The End of Power —And what that means for a locally elected town council—McMAC

By Patric Hedlund, Editor of The Mountain Enterprise

For many years we had an elected Mountain Communities Town Council here. In 2009 the elected council agreed that a device called the Municipal Advisory Council (MAC)—created by state law to give unincorporated areas such as ours a stronger voice—would be a way to also provide more inclusive elections. It would put candidates’ names on the county ballot. The town council voted to dissolve itself and to propose formation of a Mountain Communities Municipal Advisory Council (McMAC).

There was one hitch. Kern County Supervisor Ray Watson had to approve the plan. Instead, he changed the community-created bylaws to suit his own goal—which was to appoint his own people to the MAC rather than allowing this community to elect its own representatives.

Watson’s plan worked well for him, but not too well for us. The community was outraged at his action. They boycotted the MAC meetings. For four years there has been no locally elected council.

Now we have a new supervisor for the 4th District. David Couch campaigned on the promise of elected rather than appointed local representatives.
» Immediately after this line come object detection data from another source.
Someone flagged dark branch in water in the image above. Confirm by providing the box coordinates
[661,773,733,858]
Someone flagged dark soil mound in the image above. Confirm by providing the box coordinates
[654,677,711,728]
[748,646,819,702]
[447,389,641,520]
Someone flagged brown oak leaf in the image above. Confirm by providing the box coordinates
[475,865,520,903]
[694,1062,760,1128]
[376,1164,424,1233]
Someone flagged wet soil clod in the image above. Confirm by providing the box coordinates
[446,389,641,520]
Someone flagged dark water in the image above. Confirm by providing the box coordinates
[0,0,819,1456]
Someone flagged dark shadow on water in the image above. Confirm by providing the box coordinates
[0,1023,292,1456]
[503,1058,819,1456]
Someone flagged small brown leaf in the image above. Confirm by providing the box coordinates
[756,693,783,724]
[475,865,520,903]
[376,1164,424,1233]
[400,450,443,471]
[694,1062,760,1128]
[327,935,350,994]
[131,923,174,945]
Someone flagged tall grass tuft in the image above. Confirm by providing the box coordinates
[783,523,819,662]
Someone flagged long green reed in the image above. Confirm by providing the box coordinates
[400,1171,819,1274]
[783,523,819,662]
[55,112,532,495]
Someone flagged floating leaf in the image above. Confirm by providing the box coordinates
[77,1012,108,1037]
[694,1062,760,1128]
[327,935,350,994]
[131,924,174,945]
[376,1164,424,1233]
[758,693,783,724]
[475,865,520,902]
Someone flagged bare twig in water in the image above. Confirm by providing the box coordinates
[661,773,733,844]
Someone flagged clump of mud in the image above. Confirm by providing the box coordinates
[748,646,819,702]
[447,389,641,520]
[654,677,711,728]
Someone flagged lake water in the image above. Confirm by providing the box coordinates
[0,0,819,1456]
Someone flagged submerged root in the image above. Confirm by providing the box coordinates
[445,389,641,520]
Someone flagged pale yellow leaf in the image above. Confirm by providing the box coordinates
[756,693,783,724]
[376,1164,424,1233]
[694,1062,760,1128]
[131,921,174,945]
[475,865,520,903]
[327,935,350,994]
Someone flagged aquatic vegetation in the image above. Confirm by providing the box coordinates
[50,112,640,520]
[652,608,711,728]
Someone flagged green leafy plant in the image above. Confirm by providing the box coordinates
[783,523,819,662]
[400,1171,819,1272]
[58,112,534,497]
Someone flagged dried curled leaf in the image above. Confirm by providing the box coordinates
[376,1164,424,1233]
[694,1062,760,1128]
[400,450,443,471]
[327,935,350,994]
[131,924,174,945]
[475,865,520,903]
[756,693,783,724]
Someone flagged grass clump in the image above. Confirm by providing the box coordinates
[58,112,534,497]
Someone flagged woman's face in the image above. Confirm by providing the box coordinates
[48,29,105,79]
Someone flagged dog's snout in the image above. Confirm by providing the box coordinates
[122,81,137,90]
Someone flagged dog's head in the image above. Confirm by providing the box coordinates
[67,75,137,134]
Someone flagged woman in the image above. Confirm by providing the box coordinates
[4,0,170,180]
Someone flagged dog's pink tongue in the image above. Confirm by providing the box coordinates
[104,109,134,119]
Since then, there has been a ‘back-peddle’ report from the Kern County Administrative Officer. John Nilon said that elections can be expensive. He suggests an appointed council again, this time selected from boards that have been elected for other purposes (such as for property owners’ associations or water districts).

This is troubling. The people of the Mountain Communities pay taxes. Shouldn’t they have a right to select their own local representatives to facilitate local goals and implement local visions?

Yes, Democracy is messy and it sometimes costs money to let people vote. But elections also create local dialogue, local debate, local collaboration and true local leadership. These nourish community involvement.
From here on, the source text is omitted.